The kiwi dropped when the market opened today after the weekend announcement that Labour and the Greens each took one seat from National, leaving the NZ First Party as king/queen maker. NZ First leader Winston Peters, who has set Thursday as a deadline for coalition talks, told reporters today that foreign ownership rules were on the agenda for forming the next government but generally declined to give details of negotiations, citing the need for confidentiality.

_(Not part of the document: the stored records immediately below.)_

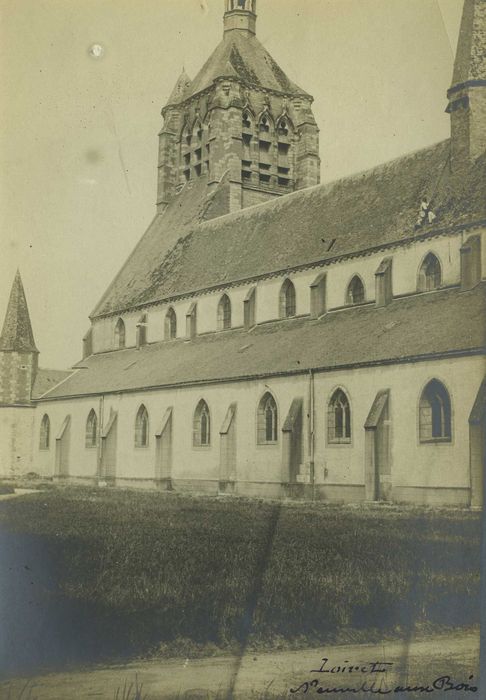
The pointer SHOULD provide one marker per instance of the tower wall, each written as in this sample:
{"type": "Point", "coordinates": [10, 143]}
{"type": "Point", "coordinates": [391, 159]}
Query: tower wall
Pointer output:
{"type": "Point", "coordinates": [17, 376]}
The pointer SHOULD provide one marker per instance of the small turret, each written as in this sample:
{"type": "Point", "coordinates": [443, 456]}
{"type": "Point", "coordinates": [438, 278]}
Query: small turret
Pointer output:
{"type": "Point", "coordinates": [240, 15]}
{"type": "Point", "coordinates": [467, 94]}
{"type": "Point", "coordinates": [18, 353]}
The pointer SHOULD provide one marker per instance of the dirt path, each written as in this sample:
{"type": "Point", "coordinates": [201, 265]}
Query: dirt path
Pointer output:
{"type": "Point", "coordinates": [263, 675]}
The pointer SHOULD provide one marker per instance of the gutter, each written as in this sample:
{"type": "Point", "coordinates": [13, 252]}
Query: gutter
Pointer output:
{"type": "Point", "coordinates": [478, 351]}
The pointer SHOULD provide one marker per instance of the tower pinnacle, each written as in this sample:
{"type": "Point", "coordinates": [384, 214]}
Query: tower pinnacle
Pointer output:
{"type": "Point", "coordinates": [240, 15]}
{"type": "Point", "coordinates": [17, 330]}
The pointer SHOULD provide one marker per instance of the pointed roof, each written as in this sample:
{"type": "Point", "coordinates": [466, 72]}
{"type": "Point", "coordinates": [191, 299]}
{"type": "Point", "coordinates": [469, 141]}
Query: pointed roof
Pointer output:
{"type": "Point", "coordinates": [191, 247]}
{"type": "Point", "coordinates": [178, 94]}
{"type": "Point", "coordinates": [243, 56]}
{"type": "Point", "coordinates": [470, 63]}
{"type": "Point", "coordinates": [17, 332]}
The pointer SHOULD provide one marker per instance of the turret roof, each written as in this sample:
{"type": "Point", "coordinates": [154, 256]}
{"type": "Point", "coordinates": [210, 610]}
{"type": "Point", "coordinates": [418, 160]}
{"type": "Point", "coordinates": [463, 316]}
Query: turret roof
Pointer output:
{"type": "Point", "coordinates": [249, 61]}
{"type": "Point", "coordinates": [470, 63]}
{"type": "Point", "coordinates": [17, 332]}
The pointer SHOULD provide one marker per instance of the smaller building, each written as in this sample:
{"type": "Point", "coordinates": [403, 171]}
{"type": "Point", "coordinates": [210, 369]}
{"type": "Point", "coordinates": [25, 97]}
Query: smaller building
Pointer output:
{"type": "Point", "coordinates": [21, 382]}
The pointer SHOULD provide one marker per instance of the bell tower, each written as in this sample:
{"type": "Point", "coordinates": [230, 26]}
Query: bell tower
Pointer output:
{"type": "Point", "coordinates": [241, 124]}
{"type": "Point", "coordinates": [467, 94]}
{"type": "Point", "coordinates": [241, 15]}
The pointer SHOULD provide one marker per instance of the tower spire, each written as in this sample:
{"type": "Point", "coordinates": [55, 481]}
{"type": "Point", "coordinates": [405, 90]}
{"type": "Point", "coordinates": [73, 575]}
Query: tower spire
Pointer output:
{"type": "Point", "coordinates": [17, 335]}
{"type": "Point", "coordinates": [467, 94]}
{"type": "Point", "coordinates": [240, 15]}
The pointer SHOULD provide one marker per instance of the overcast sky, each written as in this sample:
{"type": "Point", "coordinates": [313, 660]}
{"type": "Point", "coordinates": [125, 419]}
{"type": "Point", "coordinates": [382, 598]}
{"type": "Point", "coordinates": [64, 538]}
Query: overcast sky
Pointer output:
{"type": "Point", "coordinates": [78, 148]}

"It's still a bit of a line-ball call," said Tim Kelleher, head of institutional foreign exchange sales at ASB Bank. If NZ First aligns with Labour/Greens "I would've thought we might get a knee-jerk selloff in the kiwi" and it could quickly slip below 70 cents.
The US dollar jumped on Friday in the US after payrolls data showed that economy unexpectedly shed 33,000 jobs last month, reflecting hurricane disruptions, although wage inflation rose and the jobless rate fell. However, the greenback fell again after reports that North Korea is preparing to test a missile capable of reaching the US West Coast.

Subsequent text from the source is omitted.